There was an increased level of intimacy in crisis. It wasn't always, or even usually, a good sort of intimacy, but it was intimacy. I didn't feel like his Tuesday at ten.
And now I generally do feel like his Tuesday at ten. He's withdrawn into therapist mode, which is good in some ways, but I miss his transparency. I miss the intimacy. I miss feeling special, even if it wasn't always special in a good way. I know intellectually that I'm special. I know that he keeps me in mind when he's making his plans. I know that he is far more open with me than he is with most of his clients.

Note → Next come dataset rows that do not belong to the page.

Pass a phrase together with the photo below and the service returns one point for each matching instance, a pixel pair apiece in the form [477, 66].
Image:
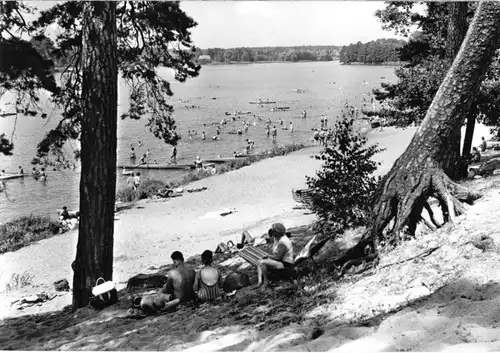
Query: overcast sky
[227, 24]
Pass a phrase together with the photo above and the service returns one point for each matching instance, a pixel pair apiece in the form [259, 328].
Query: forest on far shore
[374, 52]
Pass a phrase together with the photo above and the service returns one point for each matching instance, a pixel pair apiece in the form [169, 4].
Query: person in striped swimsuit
[282, 257]
[208, 281]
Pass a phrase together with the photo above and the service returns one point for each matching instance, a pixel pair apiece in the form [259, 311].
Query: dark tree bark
[418, 173]
[94, 257]
[457, 29]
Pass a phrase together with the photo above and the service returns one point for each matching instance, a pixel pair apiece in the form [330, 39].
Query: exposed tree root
[403, 196]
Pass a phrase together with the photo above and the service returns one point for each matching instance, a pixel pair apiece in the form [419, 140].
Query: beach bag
[103, 294]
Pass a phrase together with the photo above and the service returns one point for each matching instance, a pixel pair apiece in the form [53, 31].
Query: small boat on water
[279, 109]
[12, 176]
[156, 166]
[263, 102]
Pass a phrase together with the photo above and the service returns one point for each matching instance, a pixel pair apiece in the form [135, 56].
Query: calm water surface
[218, 89]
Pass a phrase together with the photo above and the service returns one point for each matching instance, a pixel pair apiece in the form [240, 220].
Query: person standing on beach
[483, 144]
[131, 154]
[316, 137]
[274, 133]
[130, 181]
[322, 135]
[173, 157]
[143, 159]
[137, 180]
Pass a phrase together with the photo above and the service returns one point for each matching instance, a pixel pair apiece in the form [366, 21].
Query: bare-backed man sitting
[179, 286]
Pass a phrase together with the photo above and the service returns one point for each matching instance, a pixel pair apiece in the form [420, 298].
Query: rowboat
[221, 160]
[263, 102]
[12, 176]
[156, 166]
[279, 109]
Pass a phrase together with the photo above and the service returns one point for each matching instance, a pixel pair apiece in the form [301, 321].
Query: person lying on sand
[282, 254]
[208, 280]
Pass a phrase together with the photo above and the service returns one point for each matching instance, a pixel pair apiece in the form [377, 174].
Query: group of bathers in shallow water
[184, 284]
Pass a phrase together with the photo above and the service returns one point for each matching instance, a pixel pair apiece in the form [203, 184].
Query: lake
[217, 90]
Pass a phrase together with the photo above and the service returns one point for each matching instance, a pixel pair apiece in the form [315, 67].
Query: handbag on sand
[104, 294]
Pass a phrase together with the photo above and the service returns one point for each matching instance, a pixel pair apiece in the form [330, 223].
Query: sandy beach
[146, 235]
[461, 289]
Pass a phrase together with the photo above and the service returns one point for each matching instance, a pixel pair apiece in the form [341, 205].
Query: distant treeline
[374, 52]
[294, 54]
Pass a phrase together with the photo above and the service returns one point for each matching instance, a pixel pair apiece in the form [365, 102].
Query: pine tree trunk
[418, 173]
[94, 257]
[457, 29]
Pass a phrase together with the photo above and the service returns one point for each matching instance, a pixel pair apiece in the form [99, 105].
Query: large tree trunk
[94, 257]
[418, 174]
[457, 29]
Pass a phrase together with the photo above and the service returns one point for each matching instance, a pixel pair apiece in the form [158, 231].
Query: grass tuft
[18, 281]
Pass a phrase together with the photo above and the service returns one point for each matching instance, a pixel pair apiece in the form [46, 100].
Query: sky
[228, 24]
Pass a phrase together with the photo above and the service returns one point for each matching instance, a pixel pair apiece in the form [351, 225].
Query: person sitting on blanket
[282, 254]
[208, 280]
[178, 289]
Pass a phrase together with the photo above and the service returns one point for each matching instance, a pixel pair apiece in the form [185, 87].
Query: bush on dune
[149, 188]
[343, 188]
[126, 195]
[22, 231]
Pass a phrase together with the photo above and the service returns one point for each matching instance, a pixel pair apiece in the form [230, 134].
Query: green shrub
[148, 188]
[126, 194]
[25, 230]
[343, 188]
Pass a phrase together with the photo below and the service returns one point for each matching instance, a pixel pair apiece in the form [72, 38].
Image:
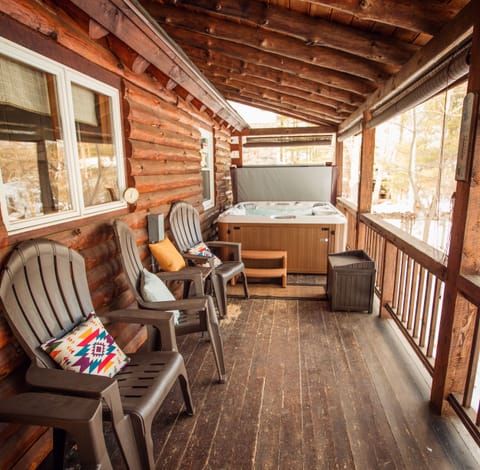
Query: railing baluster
[410, 281]
[407, 289]
[426, 315]
[418, 304]
[413, 297]
[398, 276]
[434, 320]
[472, 366]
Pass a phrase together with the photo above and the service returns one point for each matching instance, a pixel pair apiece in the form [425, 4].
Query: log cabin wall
[162, 158]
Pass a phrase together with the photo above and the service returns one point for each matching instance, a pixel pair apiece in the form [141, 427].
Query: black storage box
[351, 281]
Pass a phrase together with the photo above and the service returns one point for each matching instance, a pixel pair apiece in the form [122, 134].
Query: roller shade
[449, 71]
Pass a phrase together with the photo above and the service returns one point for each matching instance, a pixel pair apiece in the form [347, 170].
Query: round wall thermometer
[131, 195]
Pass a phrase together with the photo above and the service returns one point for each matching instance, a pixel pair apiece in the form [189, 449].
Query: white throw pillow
[153, 289]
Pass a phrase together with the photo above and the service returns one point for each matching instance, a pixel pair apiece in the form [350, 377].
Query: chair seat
[228, 269]
[146, 380]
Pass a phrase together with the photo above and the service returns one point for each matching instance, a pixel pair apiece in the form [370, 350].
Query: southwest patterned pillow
[88, 349]
[201, 249]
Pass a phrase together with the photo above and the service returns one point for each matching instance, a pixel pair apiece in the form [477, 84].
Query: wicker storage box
[351, 281]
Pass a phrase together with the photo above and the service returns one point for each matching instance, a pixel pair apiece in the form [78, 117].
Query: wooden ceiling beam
[311, 30]
[292, 113]
[261, 131]
[301, 69]
[326, 95]
[269, 42]
[288, 100]
[285, 107]
[129, 58]
[451, 36]
[276, 94]
[428, 16]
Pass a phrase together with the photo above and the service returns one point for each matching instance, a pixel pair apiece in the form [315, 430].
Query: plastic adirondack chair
[192, 319]
[185, 227]
[44, 293]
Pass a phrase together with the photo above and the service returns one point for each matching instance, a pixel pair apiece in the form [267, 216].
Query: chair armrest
[234, 247]
[161, 319]
[66, 381]
[191, 304]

But he's not reaching me at an emotional level most of the time. It would be easy enough to do, but it's not the sort of thing I can ask him to do. "Please tease me with affection, or get annoyed with me, or yell at me. But let me know I touch you somehow. Because when you're touched and react from an emotional level, I can respond on an emotional level. My emotional self isn't strong enough right now to initiate an emotional level interchange. And my rational self just doesn't need therapy - or you."